The Amsterdam Dream

Read in ‘’Landscapes of Power’ (1991) of Sharon Zukin:

 

Walt Disney, the urbanist, is one of my heroes. His EPCOT, dating from 1982, was a very optimistic, brave enterprise, a utopian landscape of imagination that inspired many ordinary people. EPCOT is the abbreviation of the Experimental Prototype Community of Tomorrow. Disney wanted to build it in Orlando, Florida. He wrote: “It will be a city that caters to the people as a service function. It will be a planned, controlled community, a showcase for American industry and research, schools, cultural and educactional opportunities. In EPCOT there will be no landowners and therefore no voting control. No slum areas because we will not let them develop. People will rent houses instead of buying them, and at modest rentals. There will be no retirees. Everyone must be employed.” Doesn’t that sound great? It was the American dream. Sharon Zukin describes it as a conservative utopia. She thinks Disney’s ability to abstract the desires of the powerless and project them as a landscape for mass visual consumption was new and very influential.
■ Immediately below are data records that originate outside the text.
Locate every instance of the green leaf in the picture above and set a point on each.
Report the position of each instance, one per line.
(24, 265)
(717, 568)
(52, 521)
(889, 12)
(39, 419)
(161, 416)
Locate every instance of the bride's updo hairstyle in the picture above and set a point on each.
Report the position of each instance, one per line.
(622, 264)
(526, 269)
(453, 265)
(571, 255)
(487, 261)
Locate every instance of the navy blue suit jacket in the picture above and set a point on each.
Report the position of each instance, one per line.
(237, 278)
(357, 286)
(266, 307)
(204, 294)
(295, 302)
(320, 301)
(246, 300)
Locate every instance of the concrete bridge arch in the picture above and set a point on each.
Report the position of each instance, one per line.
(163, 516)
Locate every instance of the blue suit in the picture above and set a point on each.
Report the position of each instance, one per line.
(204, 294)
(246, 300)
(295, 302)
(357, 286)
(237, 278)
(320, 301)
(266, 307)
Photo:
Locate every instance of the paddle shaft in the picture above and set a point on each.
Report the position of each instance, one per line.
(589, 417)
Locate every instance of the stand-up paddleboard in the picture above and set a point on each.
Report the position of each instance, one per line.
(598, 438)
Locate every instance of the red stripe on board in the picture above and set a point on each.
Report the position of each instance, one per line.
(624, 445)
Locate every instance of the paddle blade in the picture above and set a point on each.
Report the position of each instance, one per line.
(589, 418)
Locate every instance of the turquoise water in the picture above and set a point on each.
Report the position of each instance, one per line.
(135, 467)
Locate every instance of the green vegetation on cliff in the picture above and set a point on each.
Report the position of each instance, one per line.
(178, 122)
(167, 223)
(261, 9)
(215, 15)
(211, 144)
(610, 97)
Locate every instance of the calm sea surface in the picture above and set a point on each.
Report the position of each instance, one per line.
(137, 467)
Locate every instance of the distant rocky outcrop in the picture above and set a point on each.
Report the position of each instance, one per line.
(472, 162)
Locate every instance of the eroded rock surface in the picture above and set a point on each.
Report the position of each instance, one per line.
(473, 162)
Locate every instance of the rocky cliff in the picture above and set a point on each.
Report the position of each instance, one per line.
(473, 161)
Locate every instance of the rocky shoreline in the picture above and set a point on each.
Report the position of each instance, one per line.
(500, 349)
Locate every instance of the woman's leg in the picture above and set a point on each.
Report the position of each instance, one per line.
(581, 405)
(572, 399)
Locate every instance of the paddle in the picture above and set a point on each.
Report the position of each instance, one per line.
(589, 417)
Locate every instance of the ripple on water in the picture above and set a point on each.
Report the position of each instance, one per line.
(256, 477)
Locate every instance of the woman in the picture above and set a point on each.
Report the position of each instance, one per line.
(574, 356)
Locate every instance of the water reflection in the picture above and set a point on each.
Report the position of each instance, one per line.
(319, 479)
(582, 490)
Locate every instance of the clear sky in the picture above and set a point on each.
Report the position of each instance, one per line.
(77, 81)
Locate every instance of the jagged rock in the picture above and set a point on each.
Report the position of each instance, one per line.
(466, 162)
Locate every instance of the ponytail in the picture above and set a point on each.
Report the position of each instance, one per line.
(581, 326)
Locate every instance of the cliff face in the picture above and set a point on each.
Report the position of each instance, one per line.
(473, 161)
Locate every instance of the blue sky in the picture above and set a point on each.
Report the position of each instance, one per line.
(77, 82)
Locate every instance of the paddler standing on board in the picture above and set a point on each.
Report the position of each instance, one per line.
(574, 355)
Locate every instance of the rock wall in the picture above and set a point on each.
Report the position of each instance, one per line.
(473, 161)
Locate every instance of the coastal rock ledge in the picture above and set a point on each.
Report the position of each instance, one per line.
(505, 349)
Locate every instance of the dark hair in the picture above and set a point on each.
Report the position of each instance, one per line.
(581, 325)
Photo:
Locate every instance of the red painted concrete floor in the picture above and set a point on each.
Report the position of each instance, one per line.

With EPCOT, she writes, Disney stimulated a whole regional complex of service-sector activities around tourism and real estate development.

So why do I admire Disney? Because of his braveness in the first place, and his utopian vision. But also his effectiveness in boosting an economy. Our People’s Industry Palace (PIP) that will open mid April this year in Amsterdam, is, in a way, a different EPCOT, a fair, an exhibition, a playground, a community center, and a showplace of beauty and magic. It is a very optimistic enterprise on the future of the city that will abstract the dreams of children and project them as a landscape for mass visual production, (not mass consumption). It is utopian, but progressive this time, and everything will be out of control. It is a European dream. In the Palace the young will share their personal dreams on the future, and all their dreams might come true. Why? Because the people will empower themselves. They will no longer be consumers like my generation, but producers of their own future. Their future will be more prosperous, sustainable, far better than the one we created by consuming ourselves to death. They will succeed because they will cooperate, not compete. PIP will be their platform. It will generate a new kind of economy. Mr. Disney, you inspired me.